12

I'm trying to use reserved words in my grammar:

reserved = {
   'if' : 'IF',
   'then' : 'THEN',
   'else' : 'ELSE',
   'while' : 'WHILE',
}

tokens = [
 'DEPT_CODE',
 'COURSE_NUMBER',
 'OR_CONJ',
 'ID',
] + list(reserved.values())

t_DEPT_CODE = r'[A-Z]{2,}'
t_COURSE_NUMBER  = r'[0-9]{4}'
t_OR_CONJ = r'or'

t_ignore = ' \t'

def t_ID(t):
 r'[a-zA-Z_][a-zA-Z_0-9]*'
 if t.value in reserved.values():
  t.type = reserved[t.value]
  return t
 return None

However, the t_ID rule somehow swallows up DEPT_CODE and OR_CONJ. How can I get around this? I'd like those two to take higher precedence than the reserved words.

Nick Heiner
  • 119,074
  • 188
  • 476
  • 699

2 Answers2

16

Mystery Solved!

Ok, i ran into this issue on my own today and looked for solution - did not find it on S/O - but found it in the manual: http://www.dabeaz.com/ply/ply.html#ply_nn6

When building the master regular expression, rules are added in the following order:

  • All tokens defined by functions are added in the same order as they appear in the lexer file.
  • Tokens defined by strings are added next by sorting them in order of decreasing regular expression length (longer expressions are added first).

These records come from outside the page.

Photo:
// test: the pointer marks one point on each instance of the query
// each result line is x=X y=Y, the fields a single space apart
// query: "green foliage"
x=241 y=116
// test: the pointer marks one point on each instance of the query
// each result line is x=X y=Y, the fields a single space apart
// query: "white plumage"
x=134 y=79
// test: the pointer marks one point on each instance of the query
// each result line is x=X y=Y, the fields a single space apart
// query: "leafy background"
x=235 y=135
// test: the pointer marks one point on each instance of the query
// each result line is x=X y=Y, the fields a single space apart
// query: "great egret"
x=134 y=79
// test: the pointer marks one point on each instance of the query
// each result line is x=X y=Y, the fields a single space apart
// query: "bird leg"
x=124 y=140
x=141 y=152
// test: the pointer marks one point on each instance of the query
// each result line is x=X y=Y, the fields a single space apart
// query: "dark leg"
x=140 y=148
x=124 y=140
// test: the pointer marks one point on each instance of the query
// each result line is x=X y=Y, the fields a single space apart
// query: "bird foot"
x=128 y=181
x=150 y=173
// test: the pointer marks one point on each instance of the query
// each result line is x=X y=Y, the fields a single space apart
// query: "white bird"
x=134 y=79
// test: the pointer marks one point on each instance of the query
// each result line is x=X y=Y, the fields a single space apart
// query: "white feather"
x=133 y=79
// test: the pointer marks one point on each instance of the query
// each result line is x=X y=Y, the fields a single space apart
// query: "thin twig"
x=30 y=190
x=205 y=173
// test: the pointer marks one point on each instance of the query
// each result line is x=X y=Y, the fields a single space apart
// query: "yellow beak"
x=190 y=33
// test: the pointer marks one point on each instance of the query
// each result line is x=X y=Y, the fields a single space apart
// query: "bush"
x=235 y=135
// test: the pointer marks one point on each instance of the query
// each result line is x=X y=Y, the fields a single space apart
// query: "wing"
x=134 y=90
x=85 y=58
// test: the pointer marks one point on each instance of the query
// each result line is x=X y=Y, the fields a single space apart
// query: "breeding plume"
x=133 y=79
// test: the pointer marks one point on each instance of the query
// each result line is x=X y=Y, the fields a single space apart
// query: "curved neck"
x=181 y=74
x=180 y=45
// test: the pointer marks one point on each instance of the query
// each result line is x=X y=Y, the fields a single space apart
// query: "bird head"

That is why t_ID "beats" the string definitions. A trivial (although brutal) fix will be to simply def t_DEPT_CODE(token): r'[A-Z]{2,}'; return token before def t_ID

Nas Banov
  • 28,347
  • 6
  • 48
  • 67
0

Two things spring to mind:

  • obviously, the 'or' is a reserved word, like 'if', 'then' etc.
  • your RE for t_ID matches a superset of the strings that are matched by DEPT_CODE.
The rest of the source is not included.